Perhaps there’s a clue: “It can reduce the risk of some transmissions, but doesn’t take the risk to zero.” Most of the anti-masking “advice” was of that nature: proper masks, let alone home-made masks from T-shirts or coffee filters, are not a 100% protection. Bureaucracies attract and promote stupid and industrious people. “Stupid” is not really the right word, many of these people have high enough IQs, but they are “stupid” because they mistake mere activity for solving the problem. They are always terribly busy wrestling with enormous problems while the smart and lazy person, having solved the problem when it was small, has his feet on the desk. Bureaucracies like busyness and they reward it. Busybodies are often perfectionists – the smart and lazy knows that the best is the enemy of the good.
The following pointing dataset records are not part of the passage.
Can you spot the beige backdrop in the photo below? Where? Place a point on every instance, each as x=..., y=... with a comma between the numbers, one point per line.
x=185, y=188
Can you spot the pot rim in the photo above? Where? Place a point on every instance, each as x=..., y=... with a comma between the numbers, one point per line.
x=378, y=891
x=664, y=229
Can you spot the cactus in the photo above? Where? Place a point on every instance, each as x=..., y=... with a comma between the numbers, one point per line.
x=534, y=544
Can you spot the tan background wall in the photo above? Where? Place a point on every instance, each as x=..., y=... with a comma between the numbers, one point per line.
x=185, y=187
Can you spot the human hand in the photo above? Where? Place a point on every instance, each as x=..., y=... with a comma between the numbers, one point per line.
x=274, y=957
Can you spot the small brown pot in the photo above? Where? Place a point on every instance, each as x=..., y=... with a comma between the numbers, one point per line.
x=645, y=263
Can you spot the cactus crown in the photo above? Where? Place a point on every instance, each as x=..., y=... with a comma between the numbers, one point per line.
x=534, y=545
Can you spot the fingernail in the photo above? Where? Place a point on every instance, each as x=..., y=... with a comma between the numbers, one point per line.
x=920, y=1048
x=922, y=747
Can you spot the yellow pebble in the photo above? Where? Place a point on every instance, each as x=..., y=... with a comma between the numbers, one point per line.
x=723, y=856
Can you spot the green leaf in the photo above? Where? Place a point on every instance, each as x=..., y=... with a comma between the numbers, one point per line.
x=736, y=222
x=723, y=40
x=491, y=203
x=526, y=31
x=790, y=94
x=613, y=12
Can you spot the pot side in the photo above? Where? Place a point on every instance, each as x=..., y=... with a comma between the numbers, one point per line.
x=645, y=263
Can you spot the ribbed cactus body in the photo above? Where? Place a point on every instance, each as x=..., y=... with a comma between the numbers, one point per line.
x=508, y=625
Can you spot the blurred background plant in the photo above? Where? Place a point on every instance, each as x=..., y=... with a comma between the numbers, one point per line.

Could it be that our experts heard “are masks a perfect defence?” when they should have been answering the question “can masks improve the odds?” At any event, it’s taken three months for the “experts” to understood that even if 100% is unobtainable, 75% or 50% is much better than nothing at all. Even if it’s the bottom of an old T-shirt. How many lives were lost, hospital beds filled because the “experts”, seeking 100%, achieved 0%? People start to wonder. Then there was the explanation that people were told not to mask because of the shortage of masks. Maybe so, but why not T-shirts, coffee filters and other improvisations in January? Perhaps the reason is the general death of common sense in the face of “experts”. Or perhaps the fear of being sued if someone in a home-made mask catches it anyway. But, whatever the reason, it’s not very competent.
In the COVID-19 crisis, in truth, real competence is found in places somewhat east of “the West”.
The humble surgical mask reveals that the West is no longer competent. 2020 will be the year that the West lost its mojo.